Можно ли назвать что-то воспоминанием, если оно – неправда?

Граса здесь по моей вине, я столько лет вызывала ее образ, что теперь она является по собственному почину и в местах, где ее физическое присутствие невозможно.

Долгое время после смерти Грасы мы с Винисиусом, сидя над каким-нибудь невероятным блюдом, на каком-нибудь кошмарном шоу или слушая многообещающую певицу, спрашивали друг друга: Представляешь, что сказала бы Граса? – и начинали воссоздавать ее ответы в некоем подобии соревнования.

– Граса бы презирала эту дешевку, – говорила я.

А Винисиус мотал головой:

– Она бы восхищалась ею.

Иногда эти маленькие пикировки перерастали в серьезные ссоры, в зависимости от нашего настроения. «Ты не знал(а) ее так, как я» было самым страшным оскорблением, которое мы с Винисиусом могли нанести друг другу.

Знали ли мы ее?
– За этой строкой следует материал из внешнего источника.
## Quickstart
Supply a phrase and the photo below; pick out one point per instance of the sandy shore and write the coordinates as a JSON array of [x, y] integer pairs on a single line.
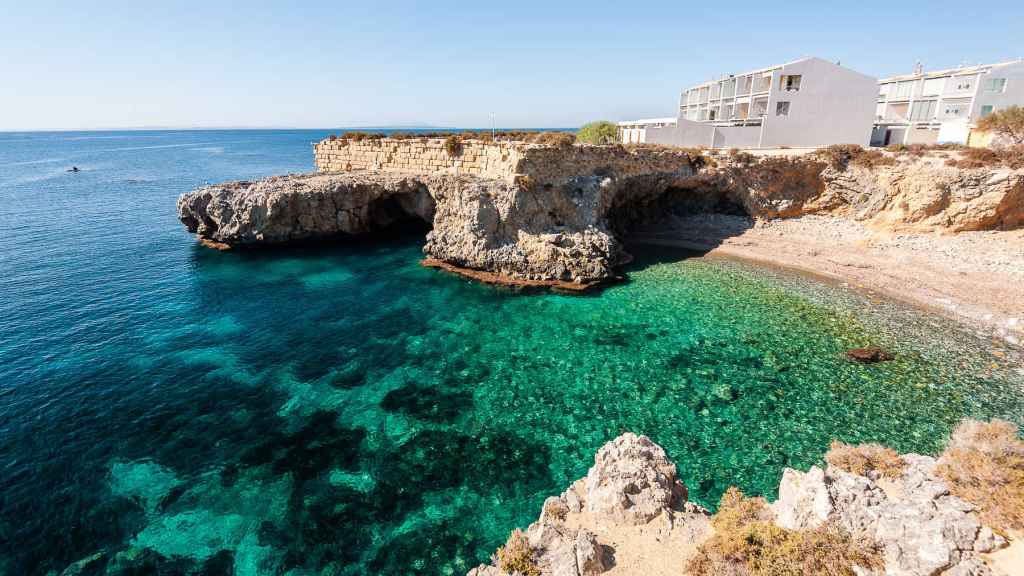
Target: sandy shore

Кто была та Граса, которую сотворили мы с Винисиусом? Вечно юная, вечно красивая, вечно сквернословит и хохочет, запрокинув голову. Нашей Грасе не суждены были унижения возраста: ноющие кости, дряблая плоть, слабеющая память.

Когда Винисиус много-много лет спустя начал погружаться в деменцию, ему стало труднее вызывать Грасу в памяти, хотя та и настаивала. Его лицо напоминало маску – сиделки называли ее Маска Льва, – безучастное, ничего не выражающее лицо, словно Винисиус исчез где-то в глубине самого себя, но иногда, на несколько минут, он возвращался, глаза прояснялись, рот приоткрывался, словно он всплывал на поверхность из бездны.

– Какой ты ритм? – спрашивал он.

– Ритм?

– Ты «бим-бим-бим», или «парам-пам-пам», или «дамм-дамм-дамм»?

Я смеялась.

– Я дамм-дамм-дамм.

Винисиус кивал с серьезным видом.

– А я какой ритм?

– Ты? Дай-ка подумать. Ты сложный ход: ба-пара-пара-ба-ба-ба-ба-парам-па!

Он улыбался.

– Ребята ушли, но она знает, где их найти.

– Правда? – Я понимала, что он имеет в виду.

Винисиус кивал.

– А она какой ритм? – спрашивала я.

Винисиус вздрагивал, точно от боли. Потом его лицо словно провисало, и он опять исчезал где-то в глубине.

Ужасное, наверное, чувство – ощущать, как ускользаешь от самого себя.

Я закрываю глаза и снова вижу Грасу на той сцене в Лас-Вегасе: она неотрывно смотрит на слепящую ядерную вспышку. Неужели я слабею и погружаюсь в себя? Или вцепилась и не отпускаю – как всегда?

Побег

Через несколько недель, когда отгорели поля, весь собранный тростник был переработан в сахар, а Граса вернулась из Ресифи, я лежала вечером на своем топчане и все мои мысли занимали молодые кухарки, их запыленные ноги и растрескавшиеся руки, их прекрасные тела и острые языки. И вдруг мою руку словно обожгло. Я очнулась.

– Пошли, – прошипела Граса, еще раз ущипнув меня.

Рядом храпела Нена.

– Куда? – шепотом спросила я, но Граса уже кралась на цыпочках к двери.

Я обмоталась шалью поверх ночной рубашки и последовала за ней.